The opening ceremony was timed to take place on a Friday which is the holiest day in the week for Muslims. Dignitaries and officers prayed at the Haci Bayram Veli mosque in Ankara. An iconic photograph form the opening ceremony shows dignitaries offering their prayers. Sheeps were sacrificed to inaugurate success. For success was needed in those perilous times.
A hundred years ago this week, the Turkish parliament was officially established on 23 April 1920. Known as the Grand National Assembly, this institution was instrumental in the war of independence and the transition from the Ottoman Empire to the Republic of Turkey.
The opening ceremony that Friday was imbued with religious symbolism for an institution that would come to be associated with secularism in the decades ahead. It also symbolically inaugurated Ankara as the new center of political power. The late Andrew Mango vividly described how the ceremony proceeded in his Atatürk: The Biography of the Founder of Modern Turkey.
A year and a half earlier, the Mudros armistice of October 1918 marked the end of the Ottoman Empire's involvement in World War I. The Allied Powers imposed punitive measures that set the stage for a territorial partition of the dwindling empire.
British, French and Italian occupation forces in Istanbul portended what was to come. The Greek occupation of Izmir in May 1919 and the march towards the Megali Idea was the trigger that mobilised resistance across the country. A full and detailed partition of Anatolia was laid out in the Treaty of Sevres in 1920.
As the occupation proceeded patriotic officers and resistance groups across the country were determined to put up a fight. For the resistance to be successful, a centralised organization and leadership of the movement was crucial. Mustafa Kemal Pasha provided both, soon after his arrival in the Black Sea city of Samsun in May 1919 and this event marks the beginning of the war of independence.
The Ottoman officer who distinguished himself in fending off the Allied invasion at the Battle of Gallipoli was now at the helm of the Turkish resistance. In this time of peril, the new parliament assumed both legislative and executive powers. Thirty-nine year old Mustafa Kemal Pasha was elected speaker and head of government.
The parliament established in Ankara was not the first parliament in Turkey but it was the first Turkish parliament. It was during the reign of Sultan Abdulhamid II that the first parliament was convened in 1877. The Young Turk revolution of 1908 led to the reinstitution of parliament and what is known as the second constitutional era.
The parliament in 1920 was founded during a transition phase from the Ottoman Empire to the Turkish Republic. During this period, the parliament undertook a number of important decisions of which two were particularly consequential. These were the abolishment of the sultanate in November 1922 and the caliphate in March 1924.
Military victories of Mustafa Kemal Pasha and the patriotic forces ensured that the carve-up of Anatolia envisioned by the Allies would not materialise. New facts on the ground generated as a result of these victories paved the way for a renegotiation of peace terms with European powers. The Treaty of Lausanne in 1923 recognised the new balance of power in Turkey's favour and cast the Treaty of Sevres into the dustbin of history.

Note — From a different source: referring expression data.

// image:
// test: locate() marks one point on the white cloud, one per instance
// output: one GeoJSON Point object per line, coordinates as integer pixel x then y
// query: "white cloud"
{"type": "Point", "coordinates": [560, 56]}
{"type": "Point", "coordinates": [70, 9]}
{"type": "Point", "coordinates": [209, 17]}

On a recent trip to Ankara, I visited the building that housed the parliament founded that Friday a hundred years ago. Today, it is the War of Independence Museum (Kurtuluş Savaşı Müzesi). The parliament conducted its business in this building from 1920 to 1924 when it was moved to a nearby location.
The original chamber is a humble space for an institution that undertook such consequential decisions. Above the speaker's chair is a quote from The Quran: “Ve Şâvirhüm fi’l emr” meaning „...and consult them in the matter... „ (Ali Imran: 159).
Preserved in the museum is Ataturk's office, a prayer room for chamber deputies and a table that was used in the Lausanne negotiations. The table is a symbolic reminder of what the independence struggle achieved.